厚生労働省が7月末に発表した昨年度調査の結果によると、育児休業を取った民間企業の男性の割合は30.1%で、前年度の17.1%から急増した。

だが実際は、希望どおり休めていないという声もある。

「良い制度だと思うが、会社の態勢が整っていない」。

埼玉県の男性(36)は、2022年10月に始まった「産後パパ育休」(出生時育児休業)について、読者とSNSで双方向にやりとりする朝日新聞「#ニュース4U」取材班のLINEにそんな声を寄せた。

22年春に第3子が誕生し、育休を取得した。

仕事の引き継ぎを済ませ、同僚から「大丈夫だから。
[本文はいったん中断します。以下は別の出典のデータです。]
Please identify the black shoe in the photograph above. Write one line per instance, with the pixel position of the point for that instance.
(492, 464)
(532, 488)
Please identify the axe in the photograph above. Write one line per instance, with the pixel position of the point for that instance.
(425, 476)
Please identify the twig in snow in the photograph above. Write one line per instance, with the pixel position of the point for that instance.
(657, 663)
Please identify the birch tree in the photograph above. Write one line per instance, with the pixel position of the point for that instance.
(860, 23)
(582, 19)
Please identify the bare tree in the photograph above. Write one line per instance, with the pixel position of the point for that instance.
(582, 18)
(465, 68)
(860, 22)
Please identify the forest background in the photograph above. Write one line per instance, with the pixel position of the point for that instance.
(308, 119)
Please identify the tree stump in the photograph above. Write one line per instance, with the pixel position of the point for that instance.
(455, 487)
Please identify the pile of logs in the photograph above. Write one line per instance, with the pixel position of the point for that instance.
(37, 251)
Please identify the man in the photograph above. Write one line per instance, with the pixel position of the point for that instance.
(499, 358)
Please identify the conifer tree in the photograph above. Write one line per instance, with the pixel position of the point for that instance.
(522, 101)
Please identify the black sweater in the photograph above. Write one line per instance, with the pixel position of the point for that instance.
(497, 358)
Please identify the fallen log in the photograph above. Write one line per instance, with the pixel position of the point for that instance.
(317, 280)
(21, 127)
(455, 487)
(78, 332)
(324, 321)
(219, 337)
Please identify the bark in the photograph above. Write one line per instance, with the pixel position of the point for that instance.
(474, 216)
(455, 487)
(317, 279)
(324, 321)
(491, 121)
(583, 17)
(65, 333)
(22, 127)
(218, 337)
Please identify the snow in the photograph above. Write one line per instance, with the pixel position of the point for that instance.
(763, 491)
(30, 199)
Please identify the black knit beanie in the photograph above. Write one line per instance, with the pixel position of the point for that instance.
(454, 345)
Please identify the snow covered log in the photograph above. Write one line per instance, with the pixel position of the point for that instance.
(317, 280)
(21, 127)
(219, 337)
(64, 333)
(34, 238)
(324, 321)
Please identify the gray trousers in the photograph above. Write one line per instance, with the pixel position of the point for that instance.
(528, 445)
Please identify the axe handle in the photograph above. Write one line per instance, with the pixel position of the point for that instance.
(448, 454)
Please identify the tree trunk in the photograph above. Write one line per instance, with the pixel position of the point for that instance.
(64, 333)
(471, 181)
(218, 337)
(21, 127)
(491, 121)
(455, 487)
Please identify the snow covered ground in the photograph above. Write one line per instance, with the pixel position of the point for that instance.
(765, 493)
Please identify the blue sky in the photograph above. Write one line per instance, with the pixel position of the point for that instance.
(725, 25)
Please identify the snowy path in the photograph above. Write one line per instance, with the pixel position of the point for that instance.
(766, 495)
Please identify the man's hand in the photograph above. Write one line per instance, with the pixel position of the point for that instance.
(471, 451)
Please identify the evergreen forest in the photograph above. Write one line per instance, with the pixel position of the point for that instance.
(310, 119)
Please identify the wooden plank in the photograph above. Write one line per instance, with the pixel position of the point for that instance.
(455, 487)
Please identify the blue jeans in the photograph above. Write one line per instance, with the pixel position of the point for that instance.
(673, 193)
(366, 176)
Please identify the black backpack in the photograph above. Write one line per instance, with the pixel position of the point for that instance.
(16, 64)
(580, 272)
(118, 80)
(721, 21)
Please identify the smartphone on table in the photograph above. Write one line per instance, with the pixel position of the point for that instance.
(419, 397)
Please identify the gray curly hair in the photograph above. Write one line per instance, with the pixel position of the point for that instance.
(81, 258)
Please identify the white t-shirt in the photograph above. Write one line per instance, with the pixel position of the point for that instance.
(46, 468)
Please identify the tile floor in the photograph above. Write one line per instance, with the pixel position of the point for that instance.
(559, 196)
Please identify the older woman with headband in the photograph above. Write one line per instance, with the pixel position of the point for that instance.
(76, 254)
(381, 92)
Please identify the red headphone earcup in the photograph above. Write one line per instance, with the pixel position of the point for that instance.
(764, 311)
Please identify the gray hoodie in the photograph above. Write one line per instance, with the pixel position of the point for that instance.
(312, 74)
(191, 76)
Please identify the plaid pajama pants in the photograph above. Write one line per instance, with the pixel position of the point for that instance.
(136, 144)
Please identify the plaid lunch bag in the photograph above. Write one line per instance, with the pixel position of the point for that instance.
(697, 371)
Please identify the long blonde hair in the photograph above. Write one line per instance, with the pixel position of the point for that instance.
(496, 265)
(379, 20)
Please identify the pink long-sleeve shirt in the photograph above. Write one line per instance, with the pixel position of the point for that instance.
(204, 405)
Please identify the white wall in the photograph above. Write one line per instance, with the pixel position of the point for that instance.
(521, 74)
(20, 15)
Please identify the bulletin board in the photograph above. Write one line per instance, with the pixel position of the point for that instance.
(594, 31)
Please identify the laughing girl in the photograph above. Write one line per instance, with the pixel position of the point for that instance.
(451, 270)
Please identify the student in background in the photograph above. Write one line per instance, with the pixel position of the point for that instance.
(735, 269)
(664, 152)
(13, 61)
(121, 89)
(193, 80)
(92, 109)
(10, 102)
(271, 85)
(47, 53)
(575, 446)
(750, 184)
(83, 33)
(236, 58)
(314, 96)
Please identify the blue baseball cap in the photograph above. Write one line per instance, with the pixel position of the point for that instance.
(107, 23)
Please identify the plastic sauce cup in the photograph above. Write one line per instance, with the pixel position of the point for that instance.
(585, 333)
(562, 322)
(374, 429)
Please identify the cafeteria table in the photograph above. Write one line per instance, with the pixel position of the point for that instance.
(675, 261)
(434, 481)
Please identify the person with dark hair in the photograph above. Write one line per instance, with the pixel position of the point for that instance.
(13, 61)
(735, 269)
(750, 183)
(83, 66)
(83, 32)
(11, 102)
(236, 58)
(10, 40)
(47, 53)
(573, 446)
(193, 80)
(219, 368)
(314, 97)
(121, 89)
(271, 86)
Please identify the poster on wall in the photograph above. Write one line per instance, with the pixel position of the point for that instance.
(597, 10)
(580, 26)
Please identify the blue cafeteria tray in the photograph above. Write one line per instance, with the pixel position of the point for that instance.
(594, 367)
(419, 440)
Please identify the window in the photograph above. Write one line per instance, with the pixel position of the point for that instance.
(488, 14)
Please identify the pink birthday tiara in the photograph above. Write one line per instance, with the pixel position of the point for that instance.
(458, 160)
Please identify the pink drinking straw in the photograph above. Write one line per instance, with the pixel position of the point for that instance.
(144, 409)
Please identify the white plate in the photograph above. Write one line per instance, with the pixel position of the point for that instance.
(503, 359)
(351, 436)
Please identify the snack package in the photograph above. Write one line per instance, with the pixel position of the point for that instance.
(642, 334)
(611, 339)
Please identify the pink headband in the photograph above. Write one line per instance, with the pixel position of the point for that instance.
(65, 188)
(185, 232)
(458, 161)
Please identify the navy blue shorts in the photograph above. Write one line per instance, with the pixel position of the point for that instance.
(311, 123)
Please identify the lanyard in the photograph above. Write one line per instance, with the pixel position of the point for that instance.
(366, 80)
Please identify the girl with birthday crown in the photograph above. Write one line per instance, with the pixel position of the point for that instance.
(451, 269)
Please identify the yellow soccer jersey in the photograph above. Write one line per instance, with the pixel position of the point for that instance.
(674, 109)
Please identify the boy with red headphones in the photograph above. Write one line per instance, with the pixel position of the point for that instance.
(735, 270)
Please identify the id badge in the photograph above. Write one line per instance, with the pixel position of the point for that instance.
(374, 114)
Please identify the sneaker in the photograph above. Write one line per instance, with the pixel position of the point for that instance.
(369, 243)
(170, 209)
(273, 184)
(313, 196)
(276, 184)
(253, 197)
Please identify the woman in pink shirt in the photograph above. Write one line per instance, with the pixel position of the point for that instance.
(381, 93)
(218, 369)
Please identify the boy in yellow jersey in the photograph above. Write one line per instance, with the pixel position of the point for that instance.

任せろ」と送り出された。

だが、2日に1回は顧客から問い合わせがあり、毎日1~2時間は仕事をせざるを得なかった。

制度上、労使の同意があれば休業中の仕事も可能だが、釈然としない。

そもそも、1カ月という育休の期間も妥協の産物だった。

人事部門から「半年でも1年でも」と言われたが、職場の上司から「1年休むなら営業をもう一人雇うか」と言われた。

そんなに休まれると困る、と遠回しに言われたと思った。

復帰後、管理部門から「どうだった?」と聞かれたが、「もう少し態勢を整えてほしい」と不満が残る育休になってしまった。

今年冬に第4子が誕生予定で、産後パパ育休を取得するつもりだが、「どうせまた仕事が入るので、少し諦めている」という。

各国の子育て支援策を評価したユニセフの21年の報告書で、育休制度は日本が「1位」だった。

男性が長期間、育休を取れる制度が評価された。

ただ、制度どおり休めるとは限らないのが現状だ。

甲南大学の中里英樹教授(家族社会学)は「男性の育休取得を促す制度は整ってきたが、今は過渡期で、育休取得者も職場の上司も苦しんでいる」とみる。

「企業としては、社員に子が生まれると分かれば、早々に育休の予定を話し合い、期間やカバー方法を検討するといい」という。

中里教授はさらに、「職場でも家庭でも、女性が家事・育児の中心だという発想を変えられていない。女性が長く育休を取る前提を変えないまま男性も長く育休を取れば、職場の人手不足感は大きくなる」と指摘し、解決策として「夫が単独で育休を取得してはどうか。ドイツやノルウェー、スウェーデンでは、夫婦が交代で育休を取得すれば、手当の額や支給期間が手厚くなる仕組みがある」と話す。